Something was very wrong. As I analyzed various websites across industries, red flags were popping up everywhere. “Why does it look like performance suddenly plummeted?” I thought.

The data showed that many sites’ keyword reports past page two showed a nosedive in the number of keywords, beginning around September 2025. So, what happened to create such a drastic downward trend?
What Changed
Historically, SEO tools such as Ahrefs and Semrush could request the first ten pages of Google using num=100, a Google search URL parameter that lets users see 100 results per page instead of the default 10. This parameter made it relatively inexpensive to report on:
- All keywords a site ranked for
- Visibility across pages 1-10
- “Striking distance” opportunities (positions 11-30)
Now, with the num=100 parameter no longer active, tools can only scrape one page at a time, making it significantly more difficult—and expensive—to gather the same data. As a result, most tools are limiting what they collect and display by default.
Why It Matters
This change affects how keyword visibility is reported, not how websites actually rank. While the rankings did not disappear, the visibility into deeper results did.
One likely motivation for this change is limiting how AI platforms, such as ChatGPT, scrape Google’s search results at scale. By restricting access, Google can protect its ecosystem and reduce the amount of data large language models (LLMs) can use to generate answers. This may help prevent users from bypassing Google (and Google Ads) for search queries. It may also introduce more uncertainty into LLM-generated results by providing less data to ground responses.
The Downside
With scraping limited to one page of results at a time, gathering the same dataset now costs roughly 10x more, forcing platforms to scale back what they report by default.
As a result:
- Keyword visibility beyond page two is becoming increasingly sparse
- Many keyword distribution charts now appear “compressed” toward the top of the search engine results page (SERP)

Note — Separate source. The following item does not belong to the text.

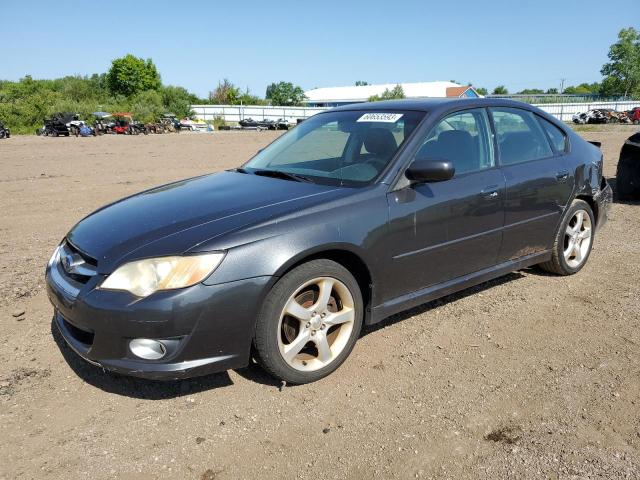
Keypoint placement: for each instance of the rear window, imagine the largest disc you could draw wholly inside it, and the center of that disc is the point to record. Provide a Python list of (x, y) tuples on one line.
[(520, 137), (557, 137)]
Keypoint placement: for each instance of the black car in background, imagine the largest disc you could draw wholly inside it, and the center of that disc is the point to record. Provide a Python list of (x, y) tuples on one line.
[(628, 171), (4, 131), (357, 213)]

- Rankings past page 20-30 may no longer surface at all in standard reports, making keywords’ footprints look smaller overall
Impacts on SEO Reporting
SEO analysis is steering away from evaluation based on volume and toward outcomes. Impressions are becoming more reflective of real human searches, not scrapers, providing results that are more realistic and actionable.
We recommend increasing focus on:
- Website traffic data
- Keyword performance on page one of Google search results
- Incorporation of AI-mention tracking
Some SEO platforms addressed Google’s quiet removal of the parameter to maintain transparency with their users. Semrush, for example, noted that reporting on pages one and two of Google search results will remain unaffected, which aligns mostly with our experience. As of November, Ahrefs has stated it will again request data for the first 100 results. However, this seems to apply only to rank tracking (manually selected keywords) and not to keyword overviews that report on all keywords a domain ranks for.
Google Search Console (GSC) is also affected. With fewer bots scraping search results, impressions are declining, making month-over-month (MoM) and year-over-year (YoY) comparisons misleading in the short term, and impression data less consistent year-over-year. While click-through rate (CTR) often improves in this scenario, marketers will need to recalibrate how they interpret and weigh these metrics.
Our Stance
Google’s decision to remove the num=100 parameter may ultimately benefit brands that seriously invest in SEO. Websites that have already established strong page-one rankings stand to gain as Google limits how LLMs scrape search results, increasing the likelihood that AI systems will rely more heavily on top-ranking, authoritative pages.
While visibility into “striking distance” keywords is now more limited, we continue to identify growth opportunities through competitor gap analysis, highlighting relevant keywords competitors rank for that our clients have not yet secured, as well as on-page signals like thin content and low engagement.
Moving forward, our reporting will prioritize organic traffic, page-one keyword performance, and AI-mention tracking, while placing less emphasis on rankings beyond page one and short-term, year-over-year impression comparisons in Google Search Console.